2_explicit_categorization_association_delta_behavior.mat
This MATLAB file contains the averaged δ computed by the MEG source signals of Experiment 7b and 8b at time points with significant RS effects in Experiment 7a and 8a and the participants’ behavioral performances including accuracy, reaction time and IES.
3_association_δ_IES_individual_region.mat
This MATLAB file contains beta values and FDR-corrected P values from regression analyses investigating the association between δ and IES. These analyses were restricted to MEG source signals localized to individual brain regions.
4_association_δ_IES_disruption_analysis.mat
This MATLAB file contains the beta values and their FDR-corrected P values from regression analyses investigating the association between δ and IES. The analyses used MEG source signals from the language-based word categorization network, with each brain region sequentially excluded to assess its functional contribution.
File: Experiment_9.zip
Description: Behavioral and MEG results in Experiment 9.

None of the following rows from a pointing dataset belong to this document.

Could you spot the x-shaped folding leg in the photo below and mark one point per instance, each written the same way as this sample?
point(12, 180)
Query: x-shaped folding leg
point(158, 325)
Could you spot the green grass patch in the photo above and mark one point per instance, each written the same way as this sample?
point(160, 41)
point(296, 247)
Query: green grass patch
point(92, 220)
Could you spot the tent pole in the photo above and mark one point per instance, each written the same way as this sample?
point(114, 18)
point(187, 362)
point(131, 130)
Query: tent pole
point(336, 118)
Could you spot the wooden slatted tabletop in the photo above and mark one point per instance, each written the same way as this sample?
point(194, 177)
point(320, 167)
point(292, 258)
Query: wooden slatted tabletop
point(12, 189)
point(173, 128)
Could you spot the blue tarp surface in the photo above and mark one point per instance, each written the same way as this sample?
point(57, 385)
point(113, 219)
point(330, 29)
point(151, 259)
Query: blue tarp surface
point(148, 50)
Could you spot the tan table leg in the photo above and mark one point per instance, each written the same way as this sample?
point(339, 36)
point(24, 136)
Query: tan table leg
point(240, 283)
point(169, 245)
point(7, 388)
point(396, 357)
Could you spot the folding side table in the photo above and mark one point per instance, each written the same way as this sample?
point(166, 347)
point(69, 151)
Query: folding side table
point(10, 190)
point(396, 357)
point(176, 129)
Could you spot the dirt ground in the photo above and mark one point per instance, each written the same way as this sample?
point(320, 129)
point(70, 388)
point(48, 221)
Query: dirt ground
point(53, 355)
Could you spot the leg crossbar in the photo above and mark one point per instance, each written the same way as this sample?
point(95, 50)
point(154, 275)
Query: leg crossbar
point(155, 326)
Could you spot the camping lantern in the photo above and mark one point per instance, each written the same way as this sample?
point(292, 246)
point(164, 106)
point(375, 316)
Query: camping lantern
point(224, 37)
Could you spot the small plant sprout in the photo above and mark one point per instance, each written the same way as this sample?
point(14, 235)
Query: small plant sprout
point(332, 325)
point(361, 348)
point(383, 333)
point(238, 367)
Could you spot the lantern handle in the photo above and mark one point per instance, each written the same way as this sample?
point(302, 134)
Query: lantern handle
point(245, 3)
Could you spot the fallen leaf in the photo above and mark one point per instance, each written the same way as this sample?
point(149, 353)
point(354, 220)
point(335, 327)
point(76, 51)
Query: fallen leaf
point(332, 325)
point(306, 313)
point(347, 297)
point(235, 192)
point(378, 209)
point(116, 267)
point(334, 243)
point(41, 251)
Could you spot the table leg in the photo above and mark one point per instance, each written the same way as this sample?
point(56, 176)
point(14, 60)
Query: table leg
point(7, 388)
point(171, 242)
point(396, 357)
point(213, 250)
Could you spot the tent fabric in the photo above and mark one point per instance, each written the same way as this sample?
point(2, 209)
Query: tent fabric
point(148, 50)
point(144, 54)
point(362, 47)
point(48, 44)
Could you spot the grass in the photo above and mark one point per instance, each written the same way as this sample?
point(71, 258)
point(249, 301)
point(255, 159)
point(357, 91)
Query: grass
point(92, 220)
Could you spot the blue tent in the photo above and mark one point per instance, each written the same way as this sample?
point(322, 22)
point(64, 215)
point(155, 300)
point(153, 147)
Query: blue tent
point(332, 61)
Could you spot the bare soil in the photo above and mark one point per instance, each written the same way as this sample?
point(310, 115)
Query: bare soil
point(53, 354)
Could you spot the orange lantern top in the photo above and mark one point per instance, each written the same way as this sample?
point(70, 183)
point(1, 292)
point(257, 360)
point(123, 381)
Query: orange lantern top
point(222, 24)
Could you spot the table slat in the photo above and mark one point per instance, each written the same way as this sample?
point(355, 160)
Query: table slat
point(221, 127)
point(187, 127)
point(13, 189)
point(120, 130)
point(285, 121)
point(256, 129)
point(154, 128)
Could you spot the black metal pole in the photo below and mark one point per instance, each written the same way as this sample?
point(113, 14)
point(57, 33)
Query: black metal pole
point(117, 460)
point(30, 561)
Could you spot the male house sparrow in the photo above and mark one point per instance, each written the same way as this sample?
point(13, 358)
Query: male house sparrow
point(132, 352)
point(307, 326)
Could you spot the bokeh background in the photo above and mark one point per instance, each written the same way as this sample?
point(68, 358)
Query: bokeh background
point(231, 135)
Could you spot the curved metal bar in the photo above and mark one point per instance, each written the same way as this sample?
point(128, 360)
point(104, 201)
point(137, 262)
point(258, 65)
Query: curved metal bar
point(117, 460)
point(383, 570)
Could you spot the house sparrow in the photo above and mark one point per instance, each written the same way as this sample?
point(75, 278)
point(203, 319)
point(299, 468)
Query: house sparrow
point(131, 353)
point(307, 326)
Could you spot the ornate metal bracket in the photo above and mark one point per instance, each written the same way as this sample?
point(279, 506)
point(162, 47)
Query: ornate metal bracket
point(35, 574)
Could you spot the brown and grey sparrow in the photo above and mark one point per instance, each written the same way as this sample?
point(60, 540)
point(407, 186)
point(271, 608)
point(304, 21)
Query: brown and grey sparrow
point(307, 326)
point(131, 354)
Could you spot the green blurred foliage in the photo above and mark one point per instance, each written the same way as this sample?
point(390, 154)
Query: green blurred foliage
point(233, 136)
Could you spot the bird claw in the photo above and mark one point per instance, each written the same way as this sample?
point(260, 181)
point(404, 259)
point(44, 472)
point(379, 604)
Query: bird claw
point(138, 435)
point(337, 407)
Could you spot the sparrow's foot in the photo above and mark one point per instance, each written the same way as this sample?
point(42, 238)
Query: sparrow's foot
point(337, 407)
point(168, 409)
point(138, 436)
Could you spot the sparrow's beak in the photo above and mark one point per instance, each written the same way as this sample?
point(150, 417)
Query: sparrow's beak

1_RS_behavior_Korean_Italian.mat
This MATLAB file contains three tables of behavioral accuracy, reaction time and IES of each condition in the Korean-Italian session. The following text describes the information contained in the five columns of each table.
- SubID: Subject ID
- Rep_KR_KRIT: the repetition condition of the Korean words.
- Rep_IT_KRIT: the repetition condition of the Italian words.
- Alt_KR_KRIT: the alteration condition of the Korean words.
- Alt_IT_KRIT: the alteration condition of the Italian words.
2_RS_Korean_Italian_ERF.mat
This MATLAB file contains three matrix of the averaged ERF signals of significant clusters of all subjects in the Korean-Italian session as condition (1: Alt-Cond; 2: Rep-Cond) × time point (-200–800 ms).
3_MEG_Label.mat
This MATLAB file contains the MEG sensors corresponding to the significant clusters in the ERF files.
4_RS_Korean_Italian_ROI_results.mat
This MATLAB file contains two matrices of the averaged MEG source signals of eleve regions of interest (ROI) in the Rep-Cond and Alt-Cond in the Korean-Italian session as ROI × time point as well as the ROI labels.
5_RS_Korean_Italian_RDM.mat
This MATLAB file contains the averaged representation dissimilarity matrix of pairwise correlation distances in the Korean-Italian session as time point (-200–800 ms) × word stimuli × word stimuli.
6_RS_Korean_Italian_correlation_distance.mat
This MATLAB file contains the averaged time courses (-200–800 ms) of Fisher-Z transformed correlation distances corresponding to intra-language similarity and inter-language difference of each condition in the Korean-Italian session.
7_RS_Korean_Italian_GCA_results.mat
This MATLAB file contains the averaged Granger causality values corresponding to intra-language similarity and inter-language difference in the Korean-Italian session.
Code/software
MATLAB 2019b
Human subjects data
We received explicit consent from our participants to publish the de-identified data in the public domain. The data we published were only include behavioral measures and EEG/MEG signals without personally identifiable information.